March 24, 2003
Hypoglycemia
Question from Wilmington, North Carolina, USA:
When my daughter gets low, she is generally in the range of 60 mg/dl [3.3 mmol/L], and lately she has experienced it once per day, sometimes more. Are lows at 60 mg/dl [3.3 mmol/L] damaging to her body in any way? Can the lows permanently damage the body? Do I have to be so careful for her not to have a low?
Answer:
An occasional blood sugar of 60 mg/dl [3.3 mmol/L], is unlikely to have any harmful consequences, but the difficulty with random blood sugars, especially if there is an element of hypoglycemia unawareness is that you can never be quite sure that the level wasn’t significantly lower at an earlier stage. For that reason, it is probably sensible with the help of your daughter’s diabetes care team to first of all develop a profile of blood sugars so that you can tell if there are special times when hypoglycemia seems most likely to occur (in relation to exercise or appetite change or even during the night). A simple regimen adjustment may then keep blood sugars above 80 mg/dl [4.4mmol/L].
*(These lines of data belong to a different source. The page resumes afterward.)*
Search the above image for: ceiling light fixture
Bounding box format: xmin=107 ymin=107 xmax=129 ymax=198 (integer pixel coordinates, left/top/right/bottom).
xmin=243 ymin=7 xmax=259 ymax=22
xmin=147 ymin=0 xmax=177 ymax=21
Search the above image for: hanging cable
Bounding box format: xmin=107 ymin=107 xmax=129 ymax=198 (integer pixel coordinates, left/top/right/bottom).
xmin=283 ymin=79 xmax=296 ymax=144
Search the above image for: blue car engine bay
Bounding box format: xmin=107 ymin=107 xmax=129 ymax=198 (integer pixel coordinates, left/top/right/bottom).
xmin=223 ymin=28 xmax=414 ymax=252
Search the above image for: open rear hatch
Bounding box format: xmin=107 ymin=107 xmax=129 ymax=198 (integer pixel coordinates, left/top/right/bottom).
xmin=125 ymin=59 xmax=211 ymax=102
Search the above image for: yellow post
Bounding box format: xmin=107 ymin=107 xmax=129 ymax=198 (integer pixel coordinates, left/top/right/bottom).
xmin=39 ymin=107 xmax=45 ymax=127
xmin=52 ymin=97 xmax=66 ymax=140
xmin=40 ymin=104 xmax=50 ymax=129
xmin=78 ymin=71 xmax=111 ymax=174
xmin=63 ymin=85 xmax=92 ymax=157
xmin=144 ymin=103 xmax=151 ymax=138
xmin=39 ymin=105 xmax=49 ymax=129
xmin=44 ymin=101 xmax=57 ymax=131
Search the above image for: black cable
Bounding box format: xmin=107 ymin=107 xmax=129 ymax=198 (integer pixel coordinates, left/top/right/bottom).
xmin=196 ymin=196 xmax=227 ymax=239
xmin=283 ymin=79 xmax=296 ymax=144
Failing this, you might talk to the doctor about changing, if you have not already done so, to a system that gives a bedtime injection of a new long acting insulin called Lantus (insulin glargine), and in which post prandial blood glucose rises are managed by Humalog or NovoLog, just after the meal so that the dose can be adjusted for the ‘carbs’ actually consumed and the premeal blood sugar.